В принципе, всё, что можно было бы сказать о нём, проговорил Иосиф Бродский в предисловии к "Избранному"  1  образца 1981 года: "Заслуга Кублановского прежде всего в его замечательной способности совмещения лирики и дидактики, в знаке равенства, постоянно проставляемом его строчками между двумя этими началами". Следует проиллюстрировать высказывание Бродского каким-нибудь текстом той поры. Возьмём пару строф из стихотворения "Россия, ты моя!" (1978):

        Россия, ты моя!
            И дождь сродни потопу,
        и ветер, в октябре сжигающий листы...
        В завшивленный барак, в распутную Европу
        мы унесём мечту о том, какая ты.

        Чужим не понята. Оболгана своими
            в чреде глухих годин.
        Как солнце плавкое в закатном смуглом дыме
            бурьяна и руин...

Идеал Кублановского - дореволюционная Россия. В интервью, данном Татьяне Медведевой  2 , он рассказывает о бабушке, которая много говорила о прежней жизни: "... мне не пришлось ломать голову над тем, какою была [страна]. Я знал - прекрасной и самобытной. Сам быт: всегда горящая лампада в углу, кузнецовские чашки с потертым благородным узором, подшивки "Нивы" и "Родины", - всё отпечаталось в сердце".

При этом Кублановский - человек иной эпохи, советской, со всем её самиздатом, нонконформизмом и "кухонными" выступлениями. Закалённый СМОГ`ом, экскурсоводством на Соловках, эмиграцией и, наконец, Россией 1990-х годов (жизнь в которой он называет не иначе как "великой криминальной революцией"), поэт встречает новый век - скептически и с подозрением если не на новую гражданскую войну, то на разграбление, по своим масштабам не знающее равных во всей отечественной истории:

        Мотыльки, летевшие на свечу,
        обожглись, запутались, напоролись.
        Вот и нам сегодня не по плечу
        рядовой вопросец "за что боролись?".

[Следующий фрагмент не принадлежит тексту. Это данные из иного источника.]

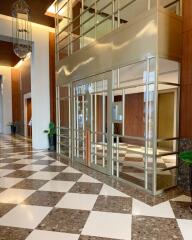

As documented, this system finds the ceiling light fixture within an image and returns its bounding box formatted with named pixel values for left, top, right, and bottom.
left=12, top=0, right=32, bottom=59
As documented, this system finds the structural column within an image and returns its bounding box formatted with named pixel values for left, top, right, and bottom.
left=178, top=0, right=192, bottom=188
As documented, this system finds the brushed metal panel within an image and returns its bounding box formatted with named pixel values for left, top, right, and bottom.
left=57, top=8, right=157, bottom=85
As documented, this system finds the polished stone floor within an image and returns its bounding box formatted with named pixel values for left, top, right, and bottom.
left=0, top=136, right=192, bottom=240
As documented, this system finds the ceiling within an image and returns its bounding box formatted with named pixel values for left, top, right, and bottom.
left=0, top=41, right=20, bottom=67
left=0, top=0, right=54, bottom=27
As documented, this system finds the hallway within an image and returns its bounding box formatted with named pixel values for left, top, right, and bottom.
left=0, top=135, right=192, bottom=240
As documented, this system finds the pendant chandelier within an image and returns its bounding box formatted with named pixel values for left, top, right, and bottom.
left=12, top=0, right=32, bottom=59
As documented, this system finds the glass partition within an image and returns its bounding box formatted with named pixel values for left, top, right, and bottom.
left=57, top=85, right=72, bottom=158
left=58, top=57, right=180, bottom=194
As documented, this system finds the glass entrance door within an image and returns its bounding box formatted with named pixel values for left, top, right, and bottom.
left=73, top=74, right=110, bottom=174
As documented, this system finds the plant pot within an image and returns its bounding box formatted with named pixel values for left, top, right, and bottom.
left=48, top=134, right=56, bottom=151
left=11, top=125, right=16, bottom=136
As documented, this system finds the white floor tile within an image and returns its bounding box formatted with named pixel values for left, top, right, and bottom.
left=14, top=159, right=37, bottom=164
left=20, top=165, right=46, bottom=171
left=0, top=188, right=35, bottom=204
left=63, top=167, right=80, bottom=173
left=177, top=219, right=192, bottom=240
left=0, top=177, right=24, bottom=188
left=26, top=230, right=79, bottom=240
left=28, top=172, right=59, bottom=180
left=56, top=193, right=97, bottom=210
left=0, top=163, right=9, bottom=167
left=50, top=161, right=67, bottom=166
left=40, top=180, right=75, bottom=192
left=82, top=211, right=132, bottom=240
left=0, top=205, right=52, bottom=229
left=78, top=174, right=100, bottom=183
left=41, top=156, right=56, bottom=161
left=132, top=199, right=175, bottom=218
left=171, top=195, right=191, bottom=202
left=0, top=169, right=15, bottom=177
left=99, top=184, right=129, bottom=197
left=9, top=154, right=29, bottom=159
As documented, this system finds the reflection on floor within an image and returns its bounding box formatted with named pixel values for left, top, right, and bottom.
left=0, top=136, right=192, bottom=240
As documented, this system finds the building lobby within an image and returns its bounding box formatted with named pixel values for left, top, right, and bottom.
left=0, top=0, right=192, bottom=240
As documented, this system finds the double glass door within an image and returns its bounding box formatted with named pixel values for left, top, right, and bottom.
left=73, top=75, right=111, bottom=174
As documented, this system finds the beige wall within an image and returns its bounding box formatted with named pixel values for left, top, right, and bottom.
left=158, top=92, right=175, bottom=148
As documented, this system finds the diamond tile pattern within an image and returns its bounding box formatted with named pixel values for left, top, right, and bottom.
left=0, top=135, right=192, bottom=240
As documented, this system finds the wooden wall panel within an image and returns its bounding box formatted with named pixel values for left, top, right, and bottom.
left=49, top=33, right=56, bottom=123
left=180, top=0, right=192, bottom=138
left=125, top=93, right=144, bottom=137
left=11, top=68, right=22, bottom=122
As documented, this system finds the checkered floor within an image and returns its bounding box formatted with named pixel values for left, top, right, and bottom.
left=0, top=136, right=192, bottom=240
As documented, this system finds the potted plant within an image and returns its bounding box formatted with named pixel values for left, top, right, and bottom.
left=44, top=122, right=56, bottom=151
left=179, top=151, right=192, bottom=212
left=8, top=122, right=17, bottom=136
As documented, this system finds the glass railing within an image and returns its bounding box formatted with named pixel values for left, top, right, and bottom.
left=55, top=0, right=181, bottom=61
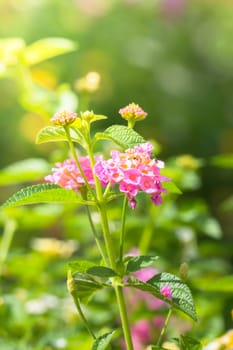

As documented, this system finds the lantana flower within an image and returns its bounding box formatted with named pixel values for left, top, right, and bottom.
left=95, top=142, right=170, bottom=209
left=160, top=284, right=172, bottom=300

        Я и сам когда-то бежал - на круг
        возвратясь, едва занялась полоска.
        Но нашел Россию в руках хапуг
        и не просыхавшего отморозка.

        ("Болшево", 2003)

Поэзия дополняется критикой  3 , где ставятся схожие вопросы: "В столь судьбоносные времена неизбежно вглядываться в грядущее не просто из любопытства, но с горячей надеждой: есть ли там просвет, облегчение, возможность на воскресение родины?"



Поэтика экуменизма

Каким же образом реализуются попытки провидения?

Кублановский поздно крестился. Его духовным отцом был Александр Мень, известный своими экуменистическими идеями, которые, надо полагать, воспринял и по-своему переосмыслил поэт.

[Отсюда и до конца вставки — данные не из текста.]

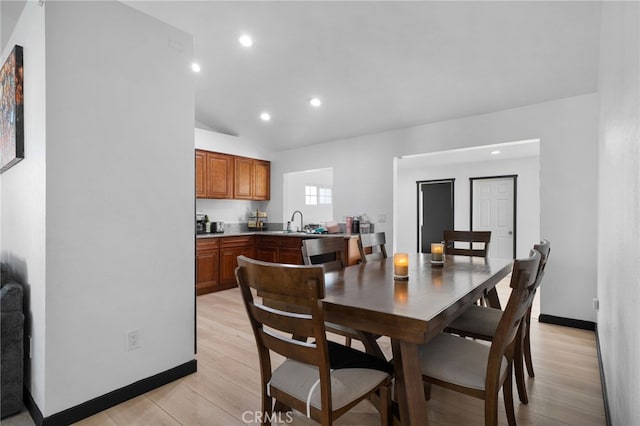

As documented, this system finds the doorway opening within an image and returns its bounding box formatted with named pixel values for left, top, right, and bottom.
left=416, top=179, right=455, bottom=253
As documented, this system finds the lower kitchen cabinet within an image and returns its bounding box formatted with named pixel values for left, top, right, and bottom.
left=256, top=235, right=304, bottom=265
left=219, top=235, right=256, bottom=289
left=196, top=233, right=360, bottom=295
left=196, top=238, right=220, bottom=296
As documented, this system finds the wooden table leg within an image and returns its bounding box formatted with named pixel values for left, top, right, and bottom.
left=484, top=287, right=502, bottom=309
left=391, top=339, right=429, bottom=425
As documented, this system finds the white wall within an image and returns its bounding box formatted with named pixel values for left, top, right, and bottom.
left=1, top=2, right=195, bottom=417
left=0, top=2, right=47, bottom=410
left=598, top=2, right=640, bottom=425
left=396, top=157, right=540, bottom=257
left=271, top=94, right=598, bottom=321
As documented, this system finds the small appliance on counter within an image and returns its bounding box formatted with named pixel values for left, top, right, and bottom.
left=196, top=213, right=207, bottom=234
left=210, top=221, right=224, bottom=234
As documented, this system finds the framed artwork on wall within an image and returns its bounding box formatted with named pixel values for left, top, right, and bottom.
left=0, top=45, right=24, bottom=173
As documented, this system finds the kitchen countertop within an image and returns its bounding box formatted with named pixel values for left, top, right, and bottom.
left=196, top=231, right=358, bottom=238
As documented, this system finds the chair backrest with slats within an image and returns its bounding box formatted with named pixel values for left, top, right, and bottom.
left=236, top=256, right=330, bottom=389
left=358, top=232, right=387, bottom=263
left=442, top=230, right=491, bottom=257
left=487, top=250, right=541, bottom=386
left=302, top=237, right=346, bottom=272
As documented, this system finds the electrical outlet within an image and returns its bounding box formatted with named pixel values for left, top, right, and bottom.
left=127, top=329, right=140, bottom=351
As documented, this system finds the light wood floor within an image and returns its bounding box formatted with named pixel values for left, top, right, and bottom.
left=3, top=284, right=605, bottom=426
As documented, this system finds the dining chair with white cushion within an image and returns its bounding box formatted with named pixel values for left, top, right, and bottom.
left=236, top=256, right=392, bottom=425
left=418, top=251, right=540, bottom=425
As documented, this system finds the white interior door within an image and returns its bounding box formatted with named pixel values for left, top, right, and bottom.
left=471, top=176, right=516, bottom=258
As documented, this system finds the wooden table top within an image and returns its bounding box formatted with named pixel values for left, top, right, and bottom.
left=323, top=253, right=513, bottom=343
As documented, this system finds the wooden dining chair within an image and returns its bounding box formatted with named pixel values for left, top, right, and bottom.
left=358, top=232, right=387, bottom=263
left=302, top=237, right=384, bottom=359
left=418, top=250, right=540, bottom=425
left=442, top=230, right=500, bottom=308
left=445, top=240, right=551, bottom=404
left=236, top=256, right=392, bottom=425
left=442, top=230, right=491, bottom=257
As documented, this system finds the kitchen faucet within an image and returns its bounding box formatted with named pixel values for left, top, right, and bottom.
left=291, top=210, right=304, bottom=232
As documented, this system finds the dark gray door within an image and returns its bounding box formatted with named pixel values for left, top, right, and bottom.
left=417, top=179, right=454, bottom=253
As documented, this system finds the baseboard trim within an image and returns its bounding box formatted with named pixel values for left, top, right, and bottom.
left=596, top=325, right=611, bottom=426
left=538, top=314, right=596, bottom=331
left=25, top=359, right=198, bottom=426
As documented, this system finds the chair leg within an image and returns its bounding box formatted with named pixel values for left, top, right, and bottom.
left=262, top=391, right=273, bottom=426
left=484, top=386, right=498, bottom=426
left=513, top=344, right=529, bottom=404
left=523, top=316, right=535, bottom=377
left=378, top=385, right=391, bottom=426
left=502, top=366, right=516, bottom=426
left=422, top=382, right=431, bottom=401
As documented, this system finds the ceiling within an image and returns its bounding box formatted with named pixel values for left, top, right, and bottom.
left=126, top=1, right=600, bottom=151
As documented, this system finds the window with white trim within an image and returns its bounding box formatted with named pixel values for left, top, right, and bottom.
left=304, top=185, right=318, bottom=206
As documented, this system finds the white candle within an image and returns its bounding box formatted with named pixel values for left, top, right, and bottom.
left=431, top=243, right=444, bottom=262
left=393, top=253, right=409, bottom=277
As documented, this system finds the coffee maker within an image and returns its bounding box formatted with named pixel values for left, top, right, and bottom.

Центральное место в его творчестве занимает гражданская лирика. Самоощущение и самоопределение - это только один вектор поисков, второй - встраивание себя в общую парадигму. Для поэта это принципиально важно.

Если сегодня литературоведы говорят о нескольких культурных пространствах прошлого века - советское подцензурное, неподцензурное и культура русского зарубежья - то Кублановский, прошедший через все три, пытается найти нечто, что могло бы быть присуще каждому из них, и по-имперски выстраивает общее пространство. Он пробует так выстроить оптику, чтобы разглядеть на развалинах СССР былое величие. И в этой работе гений поэта кидает его от проклятий, насылаемых на коммунистов, и поиска русского национального самосознания до почти юродивых кунштюков, которыми оплакивается империя. В ней все - свои: и красные, и белые, и чёрные, и зелёные, и все-все-все.

В интервью он признавался: "Со временем я начинаю понимать русскую революцию в её неисчерпаемой многогранности. Когда-то считал, что это однозначно страшная катастрофа, устроенная какими-то пришельцами вроде латышских стрелков, китайцев, инородцев... Теперь думаю, что всё-таки произошла в значительной степени национальная революция. Утопия, на которую польстились многие, даже такие гении, как Платонов, Петров-Водкин, Пастернак. И красноармейцы тоже оказались пушечным мясом истории. Белое движение мне намного ближе, но становится жалко и красноармейца - не только царя, Врангеля и тех героев Белой армии, что на кораблях покидали Крым после поражения в Гражданской войне".

А вот как это звучит в поэтической форме:

        С тех пор, как где-то в груди возник
        огонёк служения вместо чуши,
        стал я верный медиум-проводник,
        щелкопёр по жизни, потом старик,
        окормитель тех, кто имеет уши.

        Передатчик смысла... Видать, дурной -
        на его волнах всё ленивей ловят.
        Или день сырой?
        Или в масть со мной
        лишь кленовый меркнущий могендовид?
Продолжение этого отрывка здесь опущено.